Спустя три дня, 10 января, к нам пришел новый, седовласый пристав по имени Григорий Григорьевич 32. Он огласил великокняжеский указ о том, что все пережитое нами является местью. Посол Великого князя Иван Михайлович 33, а также его свита были ограблены в Стокгольме сразу, как только король Юхан захватил Стокгольм. Хотя мы не представились Наместнику и не рассказали о нашем деле (мы же делали это, следуя указаниям), Великий князь все-таки вернул нам и нашей свите одежду, чтобы пристав мог проводить нас в Москву.
Во время всей этой поездки с нами обращались очень плохо, нас везли не как послов, а как арестантов и преступников. Хлеб был сплошь из отрубей, жажду мы утоляли холодной зимней водой, охранники пускали по ночам в комнату дым, чтобы мешать нашему отдыху. Каждый раз, когда мы трогались в путь, нас тщательно пересчитывали, как и тогда, когда прибывали на место ночевки. Такой несчастной и полной оскорблений была поездка, которая длилась три недели. Таковы были события в Новгороде.
Теперь следует московский этап, который был таким же ужасным и печальным
В Москву мы прибыли в последний день января 1570 года. Там пища была не лучше, чем в дороге. На содержание свиты давали по 3 московских деньги на человека, нам-послам-давали каждому по 7. На эти деньги наши русские провожатые покупали столько, сколько хотели, а не сколько требовалось. Часто они воровали нашу долю, думая больше о себе, чем о наших нуждах. Легко понять, какая жалкая жизнь была у нас, потому что из той милостыни, которую в России давали заключенным, нужно было раздобыть и купить необходимую пищу, свечи, дрова и тот отвратительный напиток, который они называют квасом. Кроме того, тогда почти во всей России свирепствовал большой голод 34, так что многие русские мучились и умирали от голода прямо на улице и на дорогах. Многие наши из-за голода продали свою одежду, некоторые занимали у других деньги, если у кого-то немного осталось. Той милостыни свите хватало лишь на то, чтобы раз в день получать еду. Из того, что оставалось, нельзя было приготовить обед, а лишь скудный завтрак. Пищу нам приносили во время обеда.
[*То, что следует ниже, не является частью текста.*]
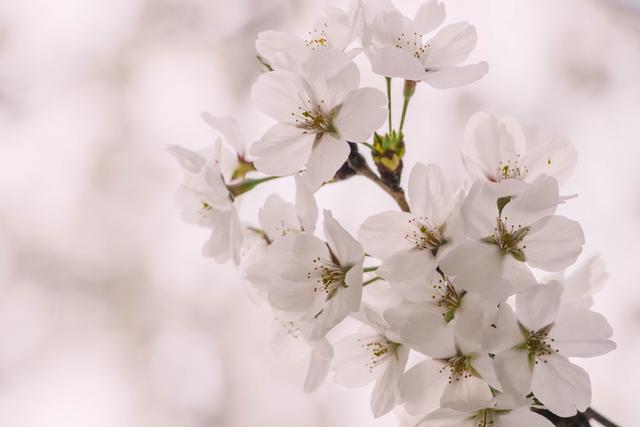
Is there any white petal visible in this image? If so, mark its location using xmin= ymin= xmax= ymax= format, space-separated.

Не всегда можно было отличить, было ли мясо лошадиным или мясом другого животного, нужда заставляла нас есть все, что давали. Нельзя скрыть, что нам приносили и мясо падали, которое мы брезгливо оставляли нетронутым. Так мы провели всю весну и лето. Всемогущий Господь, как заботливый отец, оберегал нас словом, чтобы мы выжили, так как написано: не хлебом единым жив человек.
За февраль, март, апрель и май ничего особенного с нами не случилось, пока Великого князя не было в Москве. По возвращении же он начал заниматься делами польских послов, которые, как говорили, прибыли в начале марта 35.
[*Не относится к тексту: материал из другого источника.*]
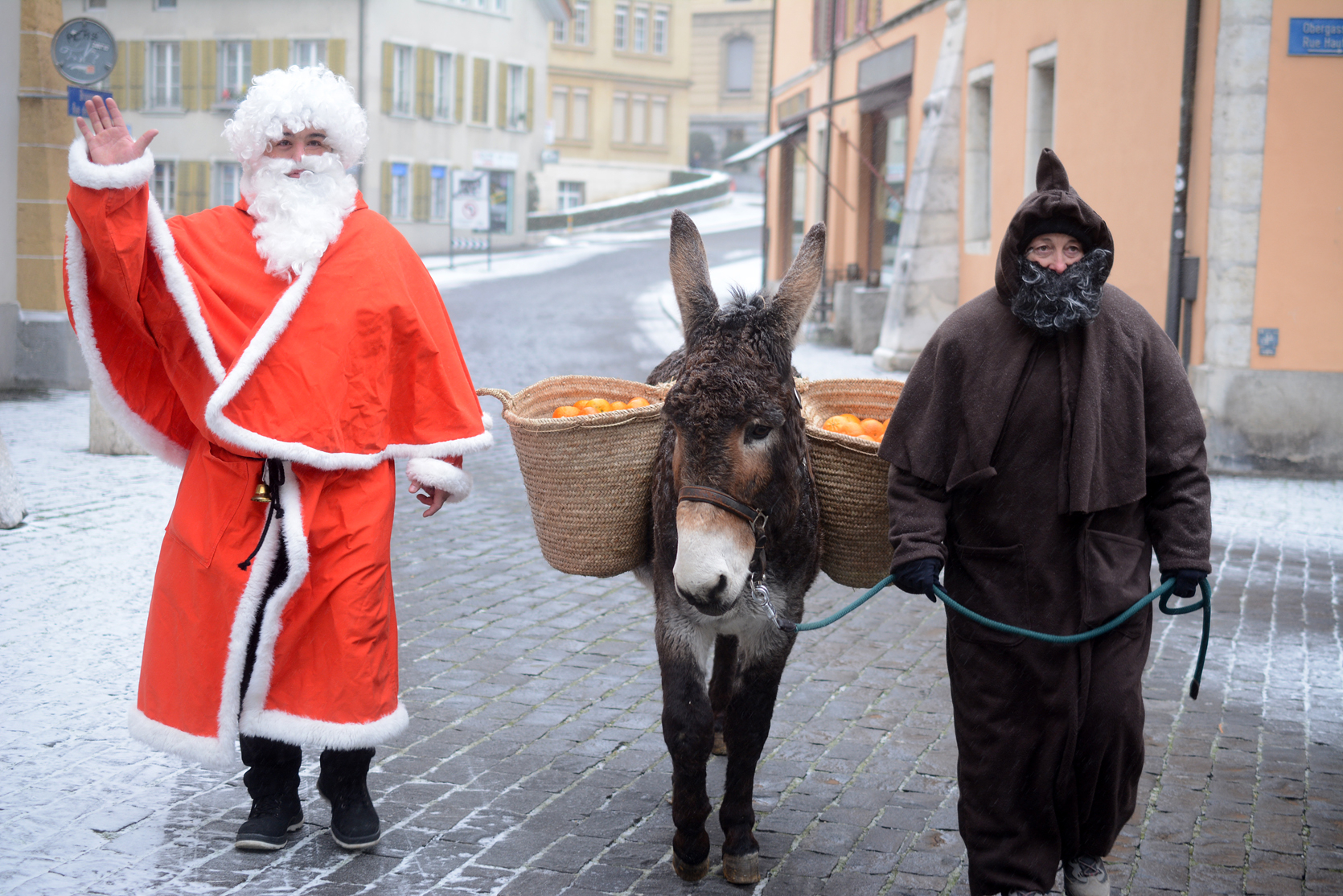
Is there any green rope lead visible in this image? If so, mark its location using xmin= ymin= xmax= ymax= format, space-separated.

Первого июня по указу московского совета бояр мы в обычных одеждах пошли во дворец. Нас привели в Посольский приказ, где были два думных дьяка 36. Когда мы вошли, они поздоровались с нами за руку, и один из них, когда мы сели, сказал, что Великий князь и его совет хорошо знают дело, с которым мы посланы от нашего короля и господина, а именно то, что входило в инструкцию. Но все это, он сказал, видимо, написано во сне, потому что наш господин и король просит о том, на что русский царь никогда до этого не соглашался. Но поскольку случилось так, что вопреки обычаям прежних правителей Великий князь соизволил в Москве целовать крест (и так подтвердил мир), так это произошло из-за королевы, которую шведы, якобы по имеющемуся договору, собирались послать сюда. Он спросил, есть ли еще что нам сказать, кроме того, что упомянуто в письме. Мы ответили, что у нас больше нет ничего, если у его царского величества нет вопросов, на которые можно ответить.